Absolute kâfir. Absolute denier.


“There are riwâyât which say: "At the âkhirzaman, no one will remain who will say: Allah! Allah!" 1 لاَ يَعْلَمُ الْغَيْبَ اِلاَّ اللّٰهُ , an interpretation of this must be as follows: the takkas2 , the places of dhikr, and the madrasas will be closed, and a name other than 'Allah' will be used in the shaâ’er, such as the adhan and iqâmah. It does not mean that all mankind is going to fall into kufr al-mutlaq, for denial of Allah is as irrational as denying the universe. It is not reasonable to suppose it should be thus even with the majority of people, let alone all of them. The kâfirs do not deny Allah, they are in error only concerning His attributes.
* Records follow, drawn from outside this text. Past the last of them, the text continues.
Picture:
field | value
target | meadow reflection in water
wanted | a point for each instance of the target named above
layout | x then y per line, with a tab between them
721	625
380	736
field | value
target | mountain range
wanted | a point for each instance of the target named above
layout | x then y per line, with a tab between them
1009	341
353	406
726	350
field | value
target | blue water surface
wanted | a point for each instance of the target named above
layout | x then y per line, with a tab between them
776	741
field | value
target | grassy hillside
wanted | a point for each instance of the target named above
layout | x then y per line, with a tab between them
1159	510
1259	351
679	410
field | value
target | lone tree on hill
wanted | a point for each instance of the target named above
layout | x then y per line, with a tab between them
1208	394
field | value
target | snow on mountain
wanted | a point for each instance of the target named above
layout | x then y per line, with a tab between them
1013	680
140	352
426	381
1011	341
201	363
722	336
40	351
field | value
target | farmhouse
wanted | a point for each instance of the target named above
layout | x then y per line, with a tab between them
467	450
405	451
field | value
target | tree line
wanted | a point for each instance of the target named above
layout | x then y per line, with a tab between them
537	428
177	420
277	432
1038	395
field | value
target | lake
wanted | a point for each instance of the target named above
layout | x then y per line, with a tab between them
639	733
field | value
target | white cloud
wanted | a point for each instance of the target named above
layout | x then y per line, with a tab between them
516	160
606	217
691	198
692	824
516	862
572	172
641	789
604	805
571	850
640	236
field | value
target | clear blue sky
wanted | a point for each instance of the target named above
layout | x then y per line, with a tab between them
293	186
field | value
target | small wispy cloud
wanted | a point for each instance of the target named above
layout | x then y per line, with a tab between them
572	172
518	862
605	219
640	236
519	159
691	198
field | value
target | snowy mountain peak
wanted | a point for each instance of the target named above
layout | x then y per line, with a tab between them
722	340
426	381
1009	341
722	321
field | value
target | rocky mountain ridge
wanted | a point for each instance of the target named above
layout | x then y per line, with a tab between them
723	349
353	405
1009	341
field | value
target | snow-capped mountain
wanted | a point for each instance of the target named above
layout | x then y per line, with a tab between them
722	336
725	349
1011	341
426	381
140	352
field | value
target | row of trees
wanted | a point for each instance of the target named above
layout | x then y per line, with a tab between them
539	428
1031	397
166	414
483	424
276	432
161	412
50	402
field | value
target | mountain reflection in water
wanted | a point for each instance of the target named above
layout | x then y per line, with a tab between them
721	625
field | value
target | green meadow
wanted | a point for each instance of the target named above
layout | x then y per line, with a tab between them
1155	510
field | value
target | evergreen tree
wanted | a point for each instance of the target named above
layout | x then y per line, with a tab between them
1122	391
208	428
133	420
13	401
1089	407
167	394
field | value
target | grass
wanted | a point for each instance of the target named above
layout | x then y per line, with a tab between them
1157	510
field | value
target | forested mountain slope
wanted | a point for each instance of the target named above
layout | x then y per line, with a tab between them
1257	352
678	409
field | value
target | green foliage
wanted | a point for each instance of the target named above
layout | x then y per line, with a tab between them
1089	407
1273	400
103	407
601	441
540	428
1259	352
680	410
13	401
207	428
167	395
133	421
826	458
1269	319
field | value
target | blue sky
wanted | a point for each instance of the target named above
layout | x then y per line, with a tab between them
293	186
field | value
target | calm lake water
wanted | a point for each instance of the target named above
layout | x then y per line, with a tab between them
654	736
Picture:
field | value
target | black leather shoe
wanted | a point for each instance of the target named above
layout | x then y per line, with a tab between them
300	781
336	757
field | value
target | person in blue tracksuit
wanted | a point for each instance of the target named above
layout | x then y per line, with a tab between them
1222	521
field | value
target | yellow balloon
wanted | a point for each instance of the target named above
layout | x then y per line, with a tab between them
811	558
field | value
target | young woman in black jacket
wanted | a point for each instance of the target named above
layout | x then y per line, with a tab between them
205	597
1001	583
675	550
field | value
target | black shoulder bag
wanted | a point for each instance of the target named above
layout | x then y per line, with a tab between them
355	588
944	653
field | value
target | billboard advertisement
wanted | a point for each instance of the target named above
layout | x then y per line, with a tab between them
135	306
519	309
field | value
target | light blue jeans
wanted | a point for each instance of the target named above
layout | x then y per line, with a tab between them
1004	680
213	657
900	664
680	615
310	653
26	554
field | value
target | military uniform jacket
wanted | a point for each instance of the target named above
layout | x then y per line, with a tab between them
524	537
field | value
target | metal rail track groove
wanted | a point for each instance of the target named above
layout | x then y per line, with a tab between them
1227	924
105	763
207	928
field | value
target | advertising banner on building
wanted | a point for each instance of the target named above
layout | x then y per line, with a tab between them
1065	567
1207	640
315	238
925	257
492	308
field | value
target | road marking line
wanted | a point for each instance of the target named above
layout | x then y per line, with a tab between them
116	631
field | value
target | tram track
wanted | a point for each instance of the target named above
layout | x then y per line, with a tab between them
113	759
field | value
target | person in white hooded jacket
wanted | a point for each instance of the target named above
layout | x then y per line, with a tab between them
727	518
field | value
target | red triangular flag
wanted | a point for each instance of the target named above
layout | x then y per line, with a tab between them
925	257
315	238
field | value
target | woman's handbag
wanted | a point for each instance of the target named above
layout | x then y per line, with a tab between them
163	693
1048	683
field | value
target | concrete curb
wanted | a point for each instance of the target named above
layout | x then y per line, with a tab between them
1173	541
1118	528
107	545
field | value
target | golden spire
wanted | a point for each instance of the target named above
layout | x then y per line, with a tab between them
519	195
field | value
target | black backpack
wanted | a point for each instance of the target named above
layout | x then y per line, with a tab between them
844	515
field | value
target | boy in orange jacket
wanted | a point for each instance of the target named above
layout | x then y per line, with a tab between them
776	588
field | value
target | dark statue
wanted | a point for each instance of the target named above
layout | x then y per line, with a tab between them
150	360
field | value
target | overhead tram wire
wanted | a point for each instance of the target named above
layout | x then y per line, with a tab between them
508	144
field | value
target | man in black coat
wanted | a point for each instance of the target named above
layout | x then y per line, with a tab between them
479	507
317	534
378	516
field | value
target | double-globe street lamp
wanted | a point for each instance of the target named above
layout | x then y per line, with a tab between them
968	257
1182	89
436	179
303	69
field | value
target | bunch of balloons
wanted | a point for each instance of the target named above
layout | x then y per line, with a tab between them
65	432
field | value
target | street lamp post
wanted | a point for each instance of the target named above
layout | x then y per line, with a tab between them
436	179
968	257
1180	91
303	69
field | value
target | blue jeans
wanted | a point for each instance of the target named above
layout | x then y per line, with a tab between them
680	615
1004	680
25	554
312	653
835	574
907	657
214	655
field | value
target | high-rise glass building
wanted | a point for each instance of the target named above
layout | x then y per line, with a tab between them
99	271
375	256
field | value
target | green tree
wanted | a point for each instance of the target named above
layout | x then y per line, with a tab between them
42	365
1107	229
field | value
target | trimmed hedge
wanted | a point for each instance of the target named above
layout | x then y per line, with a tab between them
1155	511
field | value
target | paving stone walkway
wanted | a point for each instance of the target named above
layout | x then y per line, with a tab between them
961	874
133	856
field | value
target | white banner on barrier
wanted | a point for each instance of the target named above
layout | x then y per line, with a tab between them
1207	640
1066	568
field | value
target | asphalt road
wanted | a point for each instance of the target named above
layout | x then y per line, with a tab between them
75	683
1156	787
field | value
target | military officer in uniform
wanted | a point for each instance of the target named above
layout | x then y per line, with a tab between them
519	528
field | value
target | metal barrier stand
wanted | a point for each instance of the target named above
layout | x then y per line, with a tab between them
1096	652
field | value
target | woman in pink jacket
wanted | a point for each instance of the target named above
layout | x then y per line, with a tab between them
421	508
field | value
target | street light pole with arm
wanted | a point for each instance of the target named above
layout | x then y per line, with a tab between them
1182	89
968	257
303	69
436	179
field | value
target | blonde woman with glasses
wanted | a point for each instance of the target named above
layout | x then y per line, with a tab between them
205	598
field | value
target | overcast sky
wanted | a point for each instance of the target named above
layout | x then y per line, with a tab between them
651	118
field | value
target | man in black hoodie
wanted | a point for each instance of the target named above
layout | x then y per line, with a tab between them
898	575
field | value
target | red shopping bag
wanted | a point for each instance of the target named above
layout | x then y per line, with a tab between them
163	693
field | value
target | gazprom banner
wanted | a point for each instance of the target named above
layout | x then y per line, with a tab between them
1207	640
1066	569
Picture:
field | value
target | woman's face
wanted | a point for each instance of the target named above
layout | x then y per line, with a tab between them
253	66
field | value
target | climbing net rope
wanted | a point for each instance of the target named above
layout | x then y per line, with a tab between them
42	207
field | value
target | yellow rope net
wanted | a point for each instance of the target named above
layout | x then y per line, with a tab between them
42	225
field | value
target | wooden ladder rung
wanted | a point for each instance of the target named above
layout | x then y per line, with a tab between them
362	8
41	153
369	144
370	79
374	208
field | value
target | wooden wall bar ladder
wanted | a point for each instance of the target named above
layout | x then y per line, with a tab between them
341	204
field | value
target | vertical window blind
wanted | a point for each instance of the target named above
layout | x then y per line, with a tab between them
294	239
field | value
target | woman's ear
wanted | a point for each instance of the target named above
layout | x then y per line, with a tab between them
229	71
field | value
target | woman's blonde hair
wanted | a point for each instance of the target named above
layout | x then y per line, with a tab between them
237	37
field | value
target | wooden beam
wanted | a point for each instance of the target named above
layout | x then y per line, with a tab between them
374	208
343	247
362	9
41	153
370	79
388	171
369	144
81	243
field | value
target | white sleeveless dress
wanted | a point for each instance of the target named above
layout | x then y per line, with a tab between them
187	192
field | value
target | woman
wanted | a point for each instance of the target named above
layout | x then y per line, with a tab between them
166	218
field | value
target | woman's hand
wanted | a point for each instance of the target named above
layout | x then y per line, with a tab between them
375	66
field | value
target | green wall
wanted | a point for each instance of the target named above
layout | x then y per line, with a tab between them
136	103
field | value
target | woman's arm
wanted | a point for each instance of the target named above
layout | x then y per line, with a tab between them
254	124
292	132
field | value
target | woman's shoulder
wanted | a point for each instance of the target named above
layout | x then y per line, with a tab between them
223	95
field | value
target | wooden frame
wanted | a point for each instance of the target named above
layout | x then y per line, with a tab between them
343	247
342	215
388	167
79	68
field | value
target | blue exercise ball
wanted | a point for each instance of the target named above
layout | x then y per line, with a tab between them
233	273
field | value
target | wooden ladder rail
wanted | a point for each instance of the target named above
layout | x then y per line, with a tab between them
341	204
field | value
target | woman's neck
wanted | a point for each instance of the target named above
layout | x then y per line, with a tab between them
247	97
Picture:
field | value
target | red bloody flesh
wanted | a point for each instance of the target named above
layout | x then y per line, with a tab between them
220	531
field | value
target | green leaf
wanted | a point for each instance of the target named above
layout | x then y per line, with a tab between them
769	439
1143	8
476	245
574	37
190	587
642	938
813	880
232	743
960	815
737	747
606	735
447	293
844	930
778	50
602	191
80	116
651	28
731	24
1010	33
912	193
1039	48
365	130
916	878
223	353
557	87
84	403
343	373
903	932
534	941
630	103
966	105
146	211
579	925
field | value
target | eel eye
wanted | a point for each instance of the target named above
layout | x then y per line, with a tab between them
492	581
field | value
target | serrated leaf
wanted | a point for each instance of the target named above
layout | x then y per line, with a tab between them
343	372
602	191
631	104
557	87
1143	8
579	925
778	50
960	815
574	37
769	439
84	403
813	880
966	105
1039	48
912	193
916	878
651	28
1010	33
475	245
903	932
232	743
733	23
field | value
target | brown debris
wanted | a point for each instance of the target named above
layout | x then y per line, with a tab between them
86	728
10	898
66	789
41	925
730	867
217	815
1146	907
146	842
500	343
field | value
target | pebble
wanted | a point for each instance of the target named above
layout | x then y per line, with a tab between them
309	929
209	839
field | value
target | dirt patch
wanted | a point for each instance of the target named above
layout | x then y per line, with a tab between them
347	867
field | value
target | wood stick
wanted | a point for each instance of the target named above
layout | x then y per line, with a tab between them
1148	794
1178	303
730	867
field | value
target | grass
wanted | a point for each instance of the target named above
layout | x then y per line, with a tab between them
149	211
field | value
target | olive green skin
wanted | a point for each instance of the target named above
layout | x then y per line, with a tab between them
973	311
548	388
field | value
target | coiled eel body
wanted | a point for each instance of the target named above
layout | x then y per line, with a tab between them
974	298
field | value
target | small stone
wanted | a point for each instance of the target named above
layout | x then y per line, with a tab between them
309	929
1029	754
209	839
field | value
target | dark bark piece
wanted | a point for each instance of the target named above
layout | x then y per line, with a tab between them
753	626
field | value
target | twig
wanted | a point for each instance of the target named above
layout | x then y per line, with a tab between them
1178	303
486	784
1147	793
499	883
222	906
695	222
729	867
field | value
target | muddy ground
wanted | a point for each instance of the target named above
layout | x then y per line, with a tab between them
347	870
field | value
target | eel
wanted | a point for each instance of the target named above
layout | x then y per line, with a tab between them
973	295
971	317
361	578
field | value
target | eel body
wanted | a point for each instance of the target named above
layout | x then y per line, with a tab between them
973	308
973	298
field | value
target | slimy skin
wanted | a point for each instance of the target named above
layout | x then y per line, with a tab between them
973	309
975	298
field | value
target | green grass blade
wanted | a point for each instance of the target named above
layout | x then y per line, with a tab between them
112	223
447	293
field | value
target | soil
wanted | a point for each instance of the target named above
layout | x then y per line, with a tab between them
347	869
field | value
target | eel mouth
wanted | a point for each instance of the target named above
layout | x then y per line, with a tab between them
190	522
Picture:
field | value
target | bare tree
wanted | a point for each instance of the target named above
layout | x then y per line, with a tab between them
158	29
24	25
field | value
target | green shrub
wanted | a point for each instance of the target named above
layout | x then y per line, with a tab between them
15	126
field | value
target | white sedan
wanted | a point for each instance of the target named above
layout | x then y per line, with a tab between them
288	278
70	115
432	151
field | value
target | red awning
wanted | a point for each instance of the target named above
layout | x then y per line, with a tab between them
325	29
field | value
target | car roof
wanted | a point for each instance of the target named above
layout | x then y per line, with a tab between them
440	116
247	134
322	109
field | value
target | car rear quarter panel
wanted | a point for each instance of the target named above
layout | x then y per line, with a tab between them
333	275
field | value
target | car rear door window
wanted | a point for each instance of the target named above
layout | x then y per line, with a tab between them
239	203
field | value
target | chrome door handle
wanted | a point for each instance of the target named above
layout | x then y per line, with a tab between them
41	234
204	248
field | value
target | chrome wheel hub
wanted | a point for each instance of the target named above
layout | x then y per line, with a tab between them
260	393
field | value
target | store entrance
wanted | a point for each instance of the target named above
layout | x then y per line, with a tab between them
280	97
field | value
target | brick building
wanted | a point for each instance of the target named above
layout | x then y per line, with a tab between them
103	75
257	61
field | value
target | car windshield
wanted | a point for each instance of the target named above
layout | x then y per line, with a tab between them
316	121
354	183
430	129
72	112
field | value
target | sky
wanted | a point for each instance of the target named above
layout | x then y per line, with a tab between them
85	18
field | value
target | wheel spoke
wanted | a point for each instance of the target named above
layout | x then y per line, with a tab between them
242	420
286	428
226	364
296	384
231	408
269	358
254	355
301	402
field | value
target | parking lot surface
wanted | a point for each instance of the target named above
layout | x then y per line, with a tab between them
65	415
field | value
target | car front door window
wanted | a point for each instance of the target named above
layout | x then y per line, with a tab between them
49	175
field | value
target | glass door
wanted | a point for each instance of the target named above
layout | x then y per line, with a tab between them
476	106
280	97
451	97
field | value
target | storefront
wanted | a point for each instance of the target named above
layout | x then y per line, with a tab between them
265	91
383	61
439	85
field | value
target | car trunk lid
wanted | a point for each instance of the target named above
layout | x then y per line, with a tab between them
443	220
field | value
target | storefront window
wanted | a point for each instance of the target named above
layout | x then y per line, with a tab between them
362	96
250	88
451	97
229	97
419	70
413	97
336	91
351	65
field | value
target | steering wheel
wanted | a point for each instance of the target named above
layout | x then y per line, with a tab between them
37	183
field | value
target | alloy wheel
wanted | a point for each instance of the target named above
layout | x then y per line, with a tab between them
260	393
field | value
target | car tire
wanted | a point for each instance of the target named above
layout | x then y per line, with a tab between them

Another interpretation is this: so that they do not experience its terror, the rûhs of the mu’mins will be seized a little previously to the qiyâmah. Qiyâmah will erupt over the heads of the kâfirs.” The Rays ( 104 )


“There is no contradiction between the existence and ghastly torments of Jahannam, and infinite rahmah, true justice, and hikmah with its balance and absence of waste. Indeed, rahmah, justice, and hikmah require its existence. For to punish a dhâlim who tramples the rights of a thousand innocents and to kill a savage animal who tears to pieces a hundred cowed animals, is for the oppressed a thousandfold rahmah within justice. While to pardon the dhâlim and leave the savage beast free, is for hundreds of wretches a hundredfold pitilessness in place of that single act of misplaced mercy.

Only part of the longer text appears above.